Un mémorial à Cabrousse
«Aujourd’hui c’est une reconnaissance mondiale pour tous les combats qu’elle a pu mener pour l’émancipation des Peuples noirs», a-t-il laissé entendre. Suffisant pour plaider pour le rapatriement des restes de Aline Sitoé Diatta et la construction d’un musée mémorial à Cabrousse et l’organisation par sa famille de sépultures dignes de son rang, car il y a beaucoup de rites et traditions qui accompagnent la disparition d’illustres personnes dans cette contrée de la Casamance. «C’est un combat que toutes les générations du Sénégal, de la Casamance, devraient mener et nous sommes en train de nous constituer en collectif pour essayer de mener la sensibilisation auprès des autorités pour le rapatriement des restes de Aline Sitoé, de même que ceux du roi Sihalébé, exposés au musée Grévin à Paris», prône-t-il.

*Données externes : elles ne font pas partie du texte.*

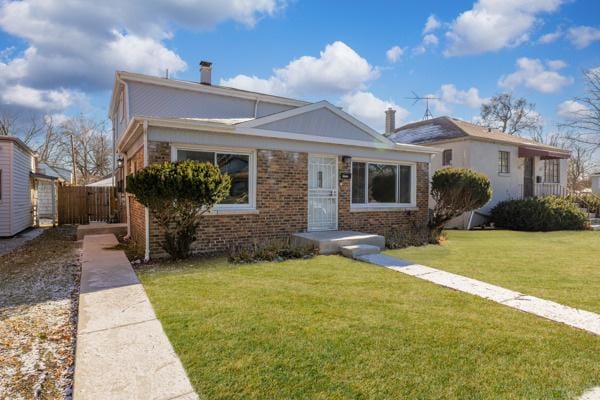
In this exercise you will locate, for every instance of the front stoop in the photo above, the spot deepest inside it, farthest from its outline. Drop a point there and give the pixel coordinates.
(358, 250)
(331, 242)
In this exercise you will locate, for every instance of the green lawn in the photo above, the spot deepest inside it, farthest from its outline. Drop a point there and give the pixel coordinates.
(332, 328)
(559, 266)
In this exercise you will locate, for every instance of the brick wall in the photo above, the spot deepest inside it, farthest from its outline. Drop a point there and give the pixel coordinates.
(282, 201)
(137, 212)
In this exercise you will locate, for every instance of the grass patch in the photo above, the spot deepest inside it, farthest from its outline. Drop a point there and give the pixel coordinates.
(334, 328)
(559, 266)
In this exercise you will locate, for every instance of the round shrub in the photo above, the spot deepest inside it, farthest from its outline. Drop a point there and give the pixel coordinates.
(456, 191)
(550, 213)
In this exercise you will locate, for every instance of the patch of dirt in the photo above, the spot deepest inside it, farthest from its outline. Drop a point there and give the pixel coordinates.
(39, 290)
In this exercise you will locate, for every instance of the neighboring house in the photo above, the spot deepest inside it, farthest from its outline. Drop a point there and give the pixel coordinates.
(17, 163)
(595, 177)
(517, 167)
(296, 166)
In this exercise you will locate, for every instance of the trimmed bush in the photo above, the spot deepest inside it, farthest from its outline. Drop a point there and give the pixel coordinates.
(178, 194)
(456, 191)
(589, 201)
(550, 213)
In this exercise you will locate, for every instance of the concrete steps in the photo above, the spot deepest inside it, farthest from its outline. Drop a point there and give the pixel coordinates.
(331, 242)
(358, 250)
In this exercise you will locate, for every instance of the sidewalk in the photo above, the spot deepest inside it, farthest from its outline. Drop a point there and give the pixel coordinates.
(574, 317)
(122, 351)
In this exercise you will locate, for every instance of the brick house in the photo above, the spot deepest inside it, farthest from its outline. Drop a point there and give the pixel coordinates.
(295, 166)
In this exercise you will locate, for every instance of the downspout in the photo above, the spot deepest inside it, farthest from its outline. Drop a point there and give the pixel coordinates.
(256, 107)
(147, 212)
(125, 166)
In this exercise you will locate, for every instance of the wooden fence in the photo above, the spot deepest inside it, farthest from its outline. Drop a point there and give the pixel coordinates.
(82, 204)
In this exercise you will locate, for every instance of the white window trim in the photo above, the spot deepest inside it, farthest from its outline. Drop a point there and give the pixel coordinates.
(385, 206)
(221, 209)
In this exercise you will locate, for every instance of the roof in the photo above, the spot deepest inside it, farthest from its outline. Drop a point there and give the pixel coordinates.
(446, 128)
(253, 127)
(52, 170)
(18, 142)
(121, 76)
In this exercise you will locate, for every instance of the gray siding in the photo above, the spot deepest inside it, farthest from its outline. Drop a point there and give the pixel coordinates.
(6, 168)
(158, 101)
(21, 191)
(321, 122)
(191, 137)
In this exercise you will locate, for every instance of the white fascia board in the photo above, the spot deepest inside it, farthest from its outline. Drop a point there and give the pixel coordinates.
(312, 107)
(223, 91)
(236, 129)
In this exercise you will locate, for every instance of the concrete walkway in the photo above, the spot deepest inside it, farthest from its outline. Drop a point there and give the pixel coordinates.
(574, 317)
(122, 350)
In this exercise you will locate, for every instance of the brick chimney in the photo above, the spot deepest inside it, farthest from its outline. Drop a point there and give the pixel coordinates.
(390, 120)
(205, 72)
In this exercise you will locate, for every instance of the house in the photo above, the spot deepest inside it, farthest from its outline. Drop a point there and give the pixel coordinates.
(595, 177)
(296, 166)
(19, 180)
(517, 167)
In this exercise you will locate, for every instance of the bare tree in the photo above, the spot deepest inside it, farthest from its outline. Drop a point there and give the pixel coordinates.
(584, 119)
(8, 120)
(510, 115)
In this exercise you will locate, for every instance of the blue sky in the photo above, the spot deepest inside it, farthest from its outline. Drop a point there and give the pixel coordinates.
(59, 57)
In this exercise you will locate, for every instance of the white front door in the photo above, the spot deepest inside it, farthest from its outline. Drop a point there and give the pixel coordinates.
(322, 193)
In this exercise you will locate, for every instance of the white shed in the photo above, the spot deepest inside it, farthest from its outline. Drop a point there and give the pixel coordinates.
(17, 163)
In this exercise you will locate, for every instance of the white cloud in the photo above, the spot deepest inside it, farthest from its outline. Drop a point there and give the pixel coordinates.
(550, 37)
(470, 97)
(583, 36)
(337, 70)
(533, 74)
(43, 100)
(494, 24)
(431, 24)
(393, 54)
(430, 39)
(571, 109)
(75, 45)
(449, 95)
(371, 110)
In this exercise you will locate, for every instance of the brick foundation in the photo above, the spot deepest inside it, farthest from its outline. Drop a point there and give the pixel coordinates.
(282, 205)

Présente à cette cérémonie qu’elle a initiée en partenariat avec la mairie de Ziguinchor, Amy Sarr Fall, directrice d’Intelligence Magazine et Initiatrice d’Intelligence Book club, soutient que ce livre est un récit biographique sur une des héroïnes sénégalaises : Aline Sitoé Diatta. «Il fallait donner l’opportunité à Karine de présenter le livre à la jeunesse. Et la particularité, c’est d’avoir reçu la famille de Aline Sitoé Diatta et montré à cette jeunesse venue de partout que nous avons nos héroïnes, des personnages comme Aline Sitoé qu’il faut continuer à honorer et à enseigner», argue-t-elle. Et Amy Sarr Fall d’espérer que ce livre pourra bientôt être distribué dans les programmes afin que les jeunes s’imprègnent davantage de son parcours.